The analysis was conducted on the oldest complete skeleton in Britain, known as Cheddar Man, who was unearthed in Gough’s Cave in Somerset over a hundred years ago.
It had been widely assumed that Cheddar Man had light skin and hair because he lived shortly after the last ice age, when people from continental Europe first came to Britain. However, the DNA analysis painted a picture of an early Briton with brown to black skin, blue eyes, and dark, curly hair.
Breaking with traditional assumptions
The findings are groundbreaking not just because of what they reveal about Cheddar Man himself but because of what they say about Britons at that time.
“It really shows up that these imaginary racial categories that we have are really very modern constructions, or very recent constructions, that really are not applicable to the past at all,” said one of the people who worked on the project, Tom Booth, an archaeologist at the Natural History Museum.

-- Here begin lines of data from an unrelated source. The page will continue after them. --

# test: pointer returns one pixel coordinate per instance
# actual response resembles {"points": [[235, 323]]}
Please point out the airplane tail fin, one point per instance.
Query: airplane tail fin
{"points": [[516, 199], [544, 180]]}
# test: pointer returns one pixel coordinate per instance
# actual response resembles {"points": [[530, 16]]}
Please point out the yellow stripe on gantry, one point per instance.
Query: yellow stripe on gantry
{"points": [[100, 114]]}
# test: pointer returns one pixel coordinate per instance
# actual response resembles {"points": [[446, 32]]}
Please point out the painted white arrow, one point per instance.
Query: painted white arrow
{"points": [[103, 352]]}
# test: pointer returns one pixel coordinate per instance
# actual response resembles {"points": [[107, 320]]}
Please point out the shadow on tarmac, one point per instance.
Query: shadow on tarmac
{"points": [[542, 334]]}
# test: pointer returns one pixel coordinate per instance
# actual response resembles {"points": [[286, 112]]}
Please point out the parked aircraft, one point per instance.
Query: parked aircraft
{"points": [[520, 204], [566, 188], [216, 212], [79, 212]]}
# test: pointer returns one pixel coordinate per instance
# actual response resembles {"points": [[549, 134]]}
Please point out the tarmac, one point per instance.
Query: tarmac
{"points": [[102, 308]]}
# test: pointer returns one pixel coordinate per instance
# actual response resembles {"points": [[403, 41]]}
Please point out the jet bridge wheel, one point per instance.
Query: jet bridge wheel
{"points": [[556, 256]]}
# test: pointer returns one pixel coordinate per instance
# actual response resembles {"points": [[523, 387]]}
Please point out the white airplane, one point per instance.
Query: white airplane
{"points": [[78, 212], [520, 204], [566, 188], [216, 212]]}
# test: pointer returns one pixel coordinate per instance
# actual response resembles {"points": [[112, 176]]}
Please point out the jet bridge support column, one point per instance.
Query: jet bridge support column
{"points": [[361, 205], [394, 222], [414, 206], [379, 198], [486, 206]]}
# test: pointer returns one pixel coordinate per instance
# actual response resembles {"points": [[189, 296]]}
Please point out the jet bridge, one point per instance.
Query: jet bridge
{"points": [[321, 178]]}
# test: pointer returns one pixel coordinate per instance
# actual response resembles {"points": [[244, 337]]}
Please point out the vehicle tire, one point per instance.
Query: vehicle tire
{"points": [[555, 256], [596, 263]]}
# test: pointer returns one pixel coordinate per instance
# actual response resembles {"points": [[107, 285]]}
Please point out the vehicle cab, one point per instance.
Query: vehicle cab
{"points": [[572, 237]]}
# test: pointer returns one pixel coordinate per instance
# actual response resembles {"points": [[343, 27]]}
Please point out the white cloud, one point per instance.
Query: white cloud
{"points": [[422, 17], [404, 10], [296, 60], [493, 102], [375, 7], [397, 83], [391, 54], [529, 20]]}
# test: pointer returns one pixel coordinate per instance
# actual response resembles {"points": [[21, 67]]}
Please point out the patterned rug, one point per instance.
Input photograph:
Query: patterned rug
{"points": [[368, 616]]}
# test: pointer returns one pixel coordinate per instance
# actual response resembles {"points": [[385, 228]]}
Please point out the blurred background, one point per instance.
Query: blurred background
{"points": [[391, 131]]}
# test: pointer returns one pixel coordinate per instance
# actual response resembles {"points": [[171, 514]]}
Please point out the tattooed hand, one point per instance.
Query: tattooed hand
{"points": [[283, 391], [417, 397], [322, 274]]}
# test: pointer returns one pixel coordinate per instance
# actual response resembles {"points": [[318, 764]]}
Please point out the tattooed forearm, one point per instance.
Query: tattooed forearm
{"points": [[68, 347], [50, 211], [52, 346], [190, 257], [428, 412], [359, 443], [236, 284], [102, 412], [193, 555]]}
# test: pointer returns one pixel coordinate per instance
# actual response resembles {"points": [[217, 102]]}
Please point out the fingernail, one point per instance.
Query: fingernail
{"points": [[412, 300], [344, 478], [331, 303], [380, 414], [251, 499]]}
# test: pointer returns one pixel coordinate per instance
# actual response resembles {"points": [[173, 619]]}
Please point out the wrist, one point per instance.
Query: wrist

Yoan Diekmann, a computational biologist at University College London, also noted that the findings suggested that the feeling that being British and being white were tied together was “not an immutable truth. It has always changed and will change.”
The island nation was settled sporadically between ice ages, but it was in the age of Cheddar Man that the settlers became permanent residents. Most of the people claiming British ancestry were descended from the settlers of Cheddar Man’s time.
According to The Guardian, scientists theorize that Europeans gradually became lighter-skinned as an adaptation to absorb more Vitamin D through sunlight.
Britain’s Channel 4 will air a documentary on how the analysis was completed, called First Brit: Secrets of the 10,000 Year Old Man, on Feb. 18.